"Yes, but this isn't an untraveled region, like it was down there. In course of time we should be picked up."
"Hum! Yes, that's so. Tell you what, Sandy, if we get a chance to escape, we'll make for some island and hide there till an opportunity comes to get off."
"Jack, do you recall that island where the ghost was snoopin' around? Ye ken the one I mean?"
"Do I? I should say so. Well, that was as tight a scrape as this, but we got out of it, all right."
"So we did," agreed Sandy, cheering up, and with almost a lively ring in his tones, "and that fix was our own fault, too. If we hadn't tried tricks on the professor and got tied to that turtle, we wouldn't have been marooned."
"Well, in this case we haven't even the satisfaction of blaming ourselves," whimsically remarked Jack.

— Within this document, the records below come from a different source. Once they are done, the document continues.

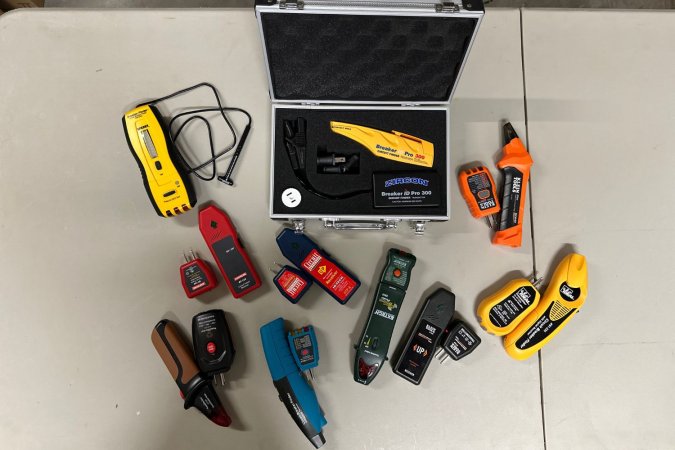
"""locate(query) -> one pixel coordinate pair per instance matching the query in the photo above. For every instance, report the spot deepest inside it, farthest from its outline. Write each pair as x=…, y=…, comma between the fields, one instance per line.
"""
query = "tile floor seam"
x=532, y=233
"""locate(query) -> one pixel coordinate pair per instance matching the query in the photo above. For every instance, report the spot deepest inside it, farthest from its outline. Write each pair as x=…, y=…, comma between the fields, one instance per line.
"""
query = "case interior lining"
x=365, y=57
x=427, y=124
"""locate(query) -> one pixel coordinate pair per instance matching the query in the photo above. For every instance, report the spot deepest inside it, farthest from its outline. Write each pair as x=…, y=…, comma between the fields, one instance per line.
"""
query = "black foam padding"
x=365, y=57
x=430, y=125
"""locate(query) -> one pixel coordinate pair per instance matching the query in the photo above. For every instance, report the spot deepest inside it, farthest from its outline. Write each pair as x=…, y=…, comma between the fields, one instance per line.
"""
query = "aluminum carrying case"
x=385, y=65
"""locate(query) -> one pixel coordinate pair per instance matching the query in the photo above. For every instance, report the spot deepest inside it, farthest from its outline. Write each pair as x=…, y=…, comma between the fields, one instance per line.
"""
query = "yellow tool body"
x=566, y=293
x=502, y=311
x=168, y=186
x=396, y=146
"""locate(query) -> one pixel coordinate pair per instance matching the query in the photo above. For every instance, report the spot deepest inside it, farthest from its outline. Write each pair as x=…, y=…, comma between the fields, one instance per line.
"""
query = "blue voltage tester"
x=304, y=348
x=294, y=390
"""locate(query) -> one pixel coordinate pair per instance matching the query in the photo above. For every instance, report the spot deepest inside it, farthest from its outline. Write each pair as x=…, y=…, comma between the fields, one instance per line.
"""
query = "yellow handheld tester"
x=395, y=146
x=502, y=311
x=167, y=184
x=566, y=293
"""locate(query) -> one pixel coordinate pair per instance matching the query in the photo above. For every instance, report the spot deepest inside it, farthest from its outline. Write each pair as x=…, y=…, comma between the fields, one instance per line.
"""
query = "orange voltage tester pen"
x=515, y=165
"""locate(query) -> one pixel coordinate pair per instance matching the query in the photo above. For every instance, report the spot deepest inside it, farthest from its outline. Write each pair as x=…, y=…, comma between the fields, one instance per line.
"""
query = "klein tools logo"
x=524, y=295
x=406, y=180
x=386, y=315
x=389, y=304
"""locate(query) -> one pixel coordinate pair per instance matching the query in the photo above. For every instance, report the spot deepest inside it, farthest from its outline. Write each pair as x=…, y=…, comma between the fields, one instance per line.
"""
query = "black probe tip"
x=509, y=133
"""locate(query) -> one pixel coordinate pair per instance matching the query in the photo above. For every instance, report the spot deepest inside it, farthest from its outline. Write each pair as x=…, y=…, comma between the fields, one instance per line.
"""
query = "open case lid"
x=363, y=51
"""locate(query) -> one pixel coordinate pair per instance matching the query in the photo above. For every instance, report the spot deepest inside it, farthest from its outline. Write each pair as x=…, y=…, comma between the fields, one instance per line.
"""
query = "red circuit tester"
x=292, y=283
x=226, y=247
x=196, y=276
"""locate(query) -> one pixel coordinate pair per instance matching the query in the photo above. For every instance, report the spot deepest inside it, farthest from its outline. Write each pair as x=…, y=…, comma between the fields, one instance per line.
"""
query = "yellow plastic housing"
x=502, y=311
x=566, y=293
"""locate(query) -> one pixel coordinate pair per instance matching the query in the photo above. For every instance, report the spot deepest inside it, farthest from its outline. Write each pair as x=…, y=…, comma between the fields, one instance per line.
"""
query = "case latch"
x=338, y=224
x=418, y=226
x=447, y=7
x=291, y=4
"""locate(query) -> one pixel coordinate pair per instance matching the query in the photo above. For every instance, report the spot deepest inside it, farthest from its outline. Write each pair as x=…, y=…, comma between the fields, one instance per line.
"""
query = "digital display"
x=149, y=145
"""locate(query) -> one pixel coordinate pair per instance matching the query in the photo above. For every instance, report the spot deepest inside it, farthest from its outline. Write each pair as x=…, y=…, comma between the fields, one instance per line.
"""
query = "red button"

The hours wore slowly away. At first the long wait in the darkness was merely tedious. Then it began to grow painful, and at length, such were the boys' thirst and hunger and suffering from the intense heat, that they went almost crazy.
Work as they would at their bonds, they could not loosen them. The steel bracelets resisted all efforts to unfasten them. To make matters worse, when the lads flung themselves wearily down to try and pass the interminable hours in the forgetfulness of sleep, they found that they were not the sole tenants of the hold.
Huge rats presently began scampering about. The creatures at first rushed off when the boys cried "Scat!" But, after a time, they grew bolder, and came in legions. The lads could hear their squeakings and bickerings as they nosed about them. It was truly a horrible sensation. Little red eyes, like needlepoints of fire, burned through the darkness, and Jack recalled tales he had read of prisoners whose bones had been picked of flesh by the loathsome rodents.
"They'd find us tough picking," laughed Sandy, when Jack communicated his fears, but in his easy manner the Scotch lad concealed a world of real, almost desperate, anxiety.